Vorsätzliche Täuschung
Apostel der sozialen Gerechtigkeit in der Verkehrspolitik greifen überhaupt sehr gern zur stellvertretenden Empörung: Höhere Preise, Abgaben oder Gebühren für das Autofahren führten unweigerlich zum Ausschluss von Menschen, »die sich gerade noch ein Auto leisten können.« Damit erheben sie nicht etwa Mobilität an sich, sondern ganz speziell die Automobilität in den Rang eines menschlichen Grundbedürfnisses und die Frage nach der Versorgung mit Automobilität zur Frage nicht nur der sozialen Gerechtigkeit, sondern vor allem der sozialen Sicherheit — und am Ende vielleicht sogar zur Frage des sozialen Friedens, siehe beispielsweise die Gelbwestenproteste. Mobilität ließe sich nur durch Automobilität gewährleisten; diese Behauptung spricht jedenfalls aus solchen Argumentationsmustern — die ihrerseits entweder den Gipfel der vorsätzlichen und zynischen Täuschung bilden, oder ihr mindestens selbst erliegen.
Soziale Ungerechtigkeit in der Mobilität entsteht nämlich keineswegs aus den ungleich verteilten Möglichkeiten zur Teilhabe an Automobilität. Soziale Verwerfungen ergeben sich stattdessen aus der Tatsache, dass das automobile Regime Nicht-Autofahrer in ihrer Mobilität einschränkt, ihre Lebensgrundlagen zerstört und Leib und Leben gefährdet — sogar dann, wenn die Autolosigkeit nicht auf ökonomischen Parametern basiert, sondern auf einer freiwilligen Entscheidung. Die fällt indes immer schwerer. Denn die hiesige Verkehrspolitik prägt seit Jahrzehnten fortwährend räumliche und rechtliche Strukturen, die den Zwang zur Automobilität immer weiter verstärken.
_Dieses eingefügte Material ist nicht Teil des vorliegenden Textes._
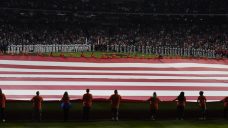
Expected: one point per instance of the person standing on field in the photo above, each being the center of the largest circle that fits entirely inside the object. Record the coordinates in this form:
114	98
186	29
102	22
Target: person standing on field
202	105
154	101
225	103
2	105
115	103
65	105
37	106
181	103
87	104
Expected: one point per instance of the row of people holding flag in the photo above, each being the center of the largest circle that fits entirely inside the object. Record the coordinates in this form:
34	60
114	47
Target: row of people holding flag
115	100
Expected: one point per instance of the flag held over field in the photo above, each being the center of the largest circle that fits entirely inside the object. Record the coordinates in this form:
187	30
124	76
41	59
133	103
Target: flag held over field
136	79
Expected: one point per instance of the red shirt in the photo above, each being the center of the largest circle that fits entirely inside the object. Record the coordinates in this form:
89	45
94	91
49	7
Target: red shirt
37	102
87	100
202	101
154	102
115	100
2	101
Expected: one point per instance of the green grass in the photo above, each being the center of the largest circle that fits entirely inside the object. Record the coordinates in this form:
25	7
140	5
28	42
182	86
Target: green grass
122	124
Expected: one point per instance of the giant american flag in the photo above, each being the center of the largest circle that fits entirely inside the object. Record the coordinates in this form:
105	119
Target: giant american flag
135	79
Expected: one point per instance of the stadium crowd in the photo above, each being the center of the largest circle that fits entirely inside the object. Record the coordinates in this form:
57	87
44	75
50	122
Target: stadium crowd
115	100
183	36
127	6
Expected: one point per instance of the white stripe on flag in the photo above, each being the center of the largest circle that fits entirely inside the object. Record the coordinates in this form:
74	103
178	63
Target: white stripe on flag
114	71
111	77
86	64
84	83
110	92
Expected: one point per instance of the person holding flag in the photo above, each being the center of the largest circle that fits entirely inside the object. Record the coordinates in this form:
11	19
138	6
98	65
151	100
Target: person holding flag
87	104
154	101
37	106
225	103
115	103
65	105
202	104
181	103
2	105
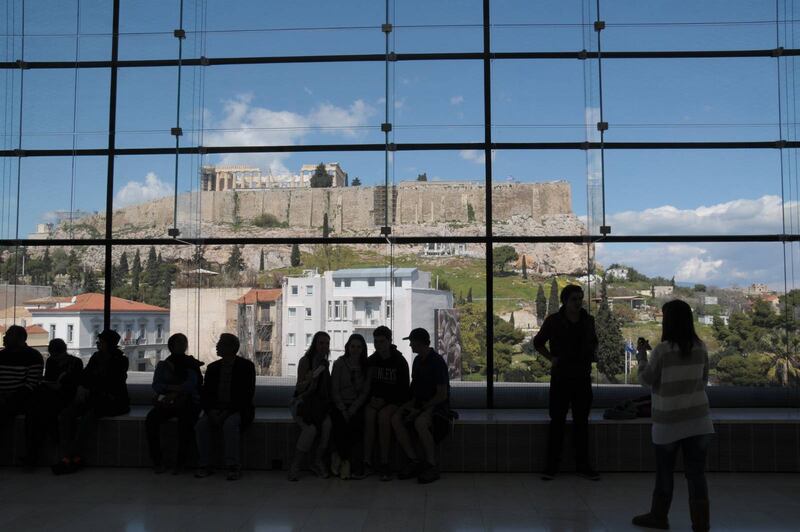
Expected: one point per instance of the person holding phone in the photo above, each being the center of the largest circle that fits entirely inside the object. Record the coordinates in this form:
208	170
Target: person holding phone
311	406
677	373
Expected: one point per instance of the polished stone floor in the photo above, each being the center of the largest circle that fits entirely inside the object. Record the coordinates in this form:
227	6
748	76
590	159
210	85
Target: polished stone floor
137	500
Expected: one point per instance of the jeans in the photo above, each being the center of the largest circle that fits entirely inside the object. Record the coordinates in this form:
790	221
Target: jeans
231	423
187	417
695	450
566	392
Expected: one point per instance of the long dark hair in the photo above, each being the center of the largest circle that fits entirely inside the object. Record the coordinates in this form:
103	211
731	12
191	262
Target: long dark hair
677	326
312	349
362	360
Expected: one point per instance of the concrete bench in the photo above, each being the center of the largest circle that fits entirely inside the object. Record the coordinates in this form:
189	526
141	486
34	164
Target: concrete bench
748	439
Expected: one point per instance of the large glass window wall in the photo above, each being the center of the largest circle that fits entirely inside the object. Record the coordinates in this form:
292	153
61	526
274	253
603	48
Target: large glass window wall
192	166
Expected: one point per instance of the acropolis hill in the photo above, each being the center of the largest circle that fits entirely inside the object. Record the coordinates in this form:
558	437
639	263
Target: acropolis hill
419	209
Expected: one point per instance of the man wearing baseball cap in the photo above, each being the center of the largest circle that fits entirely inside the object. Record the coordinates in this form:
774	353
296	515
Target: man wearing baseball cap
430	398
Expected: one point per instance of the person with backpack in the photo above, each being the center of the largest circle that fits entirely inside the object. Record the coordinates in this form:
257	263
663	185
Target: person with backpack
429	405
177	382
311	406
56	391
102	392
227	402
677	373
388	383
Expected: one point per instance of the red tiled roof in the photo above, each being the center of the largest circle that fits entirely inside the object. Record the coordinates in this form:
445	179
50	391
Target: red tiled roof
93	302
256	295
30	329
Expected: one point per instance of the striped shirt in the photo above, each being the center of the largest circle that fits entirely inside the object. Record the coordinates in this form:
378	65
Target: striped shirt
678	389
20	369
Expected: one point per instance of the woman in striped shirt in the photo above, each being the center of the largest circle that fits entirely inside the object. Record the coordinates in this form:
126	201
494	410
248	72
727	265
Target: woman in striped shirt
677	373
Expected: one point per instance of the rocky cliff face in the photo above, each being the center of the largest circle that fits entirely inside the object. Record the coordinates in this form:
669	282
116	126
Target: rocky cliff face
415	209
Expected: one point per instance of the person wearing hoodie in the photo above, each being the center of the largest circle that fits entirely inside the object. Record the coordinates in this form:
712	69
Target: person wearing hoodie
569	340
102	392
177	382
389	388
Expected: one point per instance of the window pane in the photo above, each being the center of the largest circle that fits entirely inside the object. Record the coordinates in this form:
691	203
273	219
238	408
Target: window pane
661	100
650	192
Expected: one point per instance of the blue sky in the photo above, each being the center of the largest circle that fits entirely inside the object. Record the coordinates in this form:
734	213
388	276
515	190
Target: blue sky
647	192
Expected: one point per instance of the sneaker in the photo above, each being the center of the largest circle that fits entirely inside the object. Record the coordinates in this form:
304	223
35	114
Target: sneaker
234	473
588	473
320	469
385	472
203	472
336	464
412	469
429	474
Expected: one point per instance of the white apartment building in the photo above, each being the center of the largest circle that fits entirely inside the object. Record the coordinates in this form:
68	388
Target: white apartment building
143	328
348	301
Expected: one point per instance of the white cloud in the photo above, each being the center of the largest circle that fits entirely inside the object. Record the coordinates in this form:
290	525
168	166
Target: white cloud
475	156
748	216
244	124
135	192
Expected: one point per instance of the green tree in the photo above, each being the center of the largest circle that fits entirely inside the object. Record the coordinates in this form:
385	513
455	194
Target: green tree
235	263
611	345
237	218
151	270
295	256
123	269
502	255
541	305
320	178
553	303
326	229
136	276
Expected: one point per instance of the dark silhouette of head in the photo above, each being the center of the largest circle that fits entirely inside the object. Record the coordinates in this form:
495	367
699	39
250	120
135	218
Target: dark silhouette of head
15	336
227	345
178	344
56	347
107	340
569	291
357	346
382	340
320	345
677	326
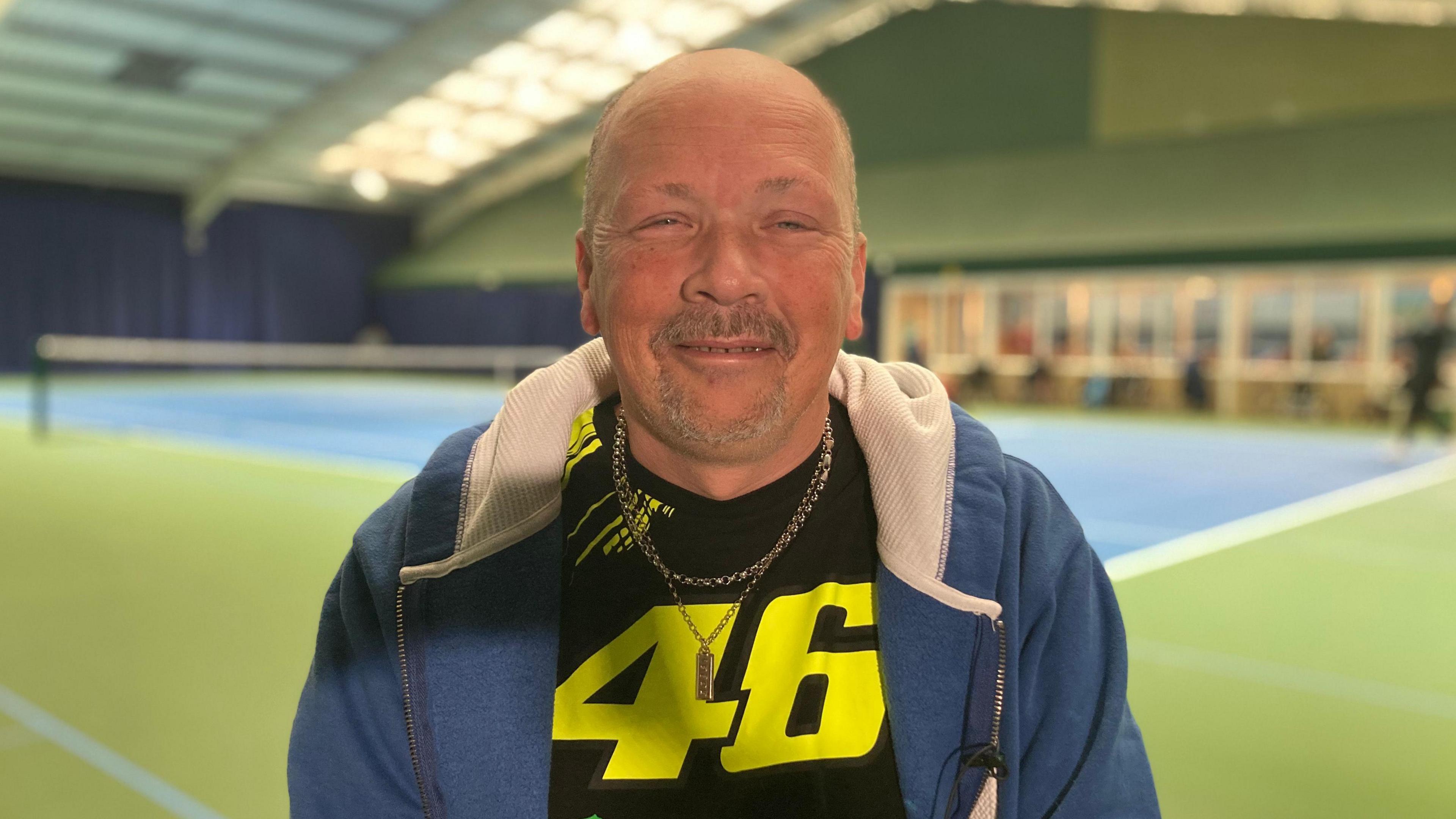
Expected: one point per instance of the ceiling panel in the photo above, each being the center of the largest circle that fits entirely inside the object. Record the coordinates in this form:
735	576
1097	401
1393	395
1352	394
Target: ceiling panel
50	53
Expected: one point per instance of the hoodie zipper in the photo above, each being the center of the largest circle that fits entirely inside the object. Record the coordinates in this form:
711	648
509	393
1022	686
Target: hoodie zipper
1001	693
410	710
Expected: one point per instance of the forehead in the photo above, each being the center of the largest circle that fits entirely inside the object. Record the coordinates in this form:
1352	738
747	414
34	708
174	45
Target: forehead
742	133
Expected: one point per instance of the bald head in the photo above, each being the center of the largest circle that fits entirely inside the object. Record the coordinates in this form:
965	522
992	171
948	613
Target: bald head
719	88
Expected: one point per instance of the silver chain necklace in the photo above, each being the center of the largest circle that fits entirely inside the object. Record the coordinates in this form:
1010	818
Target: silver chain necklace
637	521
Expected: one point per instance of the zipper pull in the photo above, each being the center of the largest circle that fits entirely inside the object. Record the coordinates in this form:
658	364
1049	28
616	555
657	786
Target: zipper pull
991	758
995	763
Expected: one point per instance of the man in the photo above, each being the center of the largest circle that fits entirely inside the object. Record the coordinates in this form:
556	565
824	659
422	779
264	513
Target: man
708	566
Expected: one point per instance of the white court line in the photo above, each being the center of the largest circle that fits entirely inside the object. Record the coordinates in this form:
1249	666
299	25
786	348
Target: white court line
1295	678
199	445
1282	519
102	758
17	736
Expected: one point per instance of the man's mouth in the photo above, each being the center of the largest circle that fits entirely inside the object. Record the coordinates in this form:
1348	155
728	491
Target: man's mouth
727	347
704	349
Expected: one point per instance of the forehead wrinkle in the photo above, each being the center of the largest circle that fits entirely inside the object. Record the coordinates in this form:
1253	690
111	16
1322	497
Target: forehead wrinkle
676	190
667	105
778	184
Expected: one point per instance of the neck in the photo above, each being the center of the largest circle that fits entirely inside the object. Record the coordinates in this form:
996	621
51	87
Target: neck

Sogar führende Experten sprechen von einer wachsenden Abhängigkeit vom Automobil. Genau darin findet sich letztlich der Höhepunkt der sozialen Ungerechtigkeit: Wer über ein Auto verfügt, erhält die meisten gemeinschaftlichen Ressourcen zugeteilt, obwohl er sich am wenigsten effizient fortbewegt. Piraterie statt Inklusion.
Gezwungenermaßen
Sich als soziales Gewissen zu gerieren im Angesicht drohender Veränderungen, zeugt deshalb keineswegs von feinfühliger Solidarität, sondern höchstens vom billigen Kalkül der Besitzstandswahrung. Verkehrspolitiker, die sich gegenseitig darin überbieten, niemandem wehtun zu wollen oder Autofahrer ›nicht noch weiter zu belasten‹, taugen nicht für ihren Job. Denn nur dann erfüllen verkehrspolitische Maßnahmen das Kriterium der sozialen Ausgewogenheit: wenn sie die massive Unfairness des Status Quo zu lindern helfen. Je mehr Menschen also vom Automobil auf andere Fortbewegungsmittel wechseln, und sei es gezwungenermaßen, desto mehr gewinnt die Gerechtigkeit.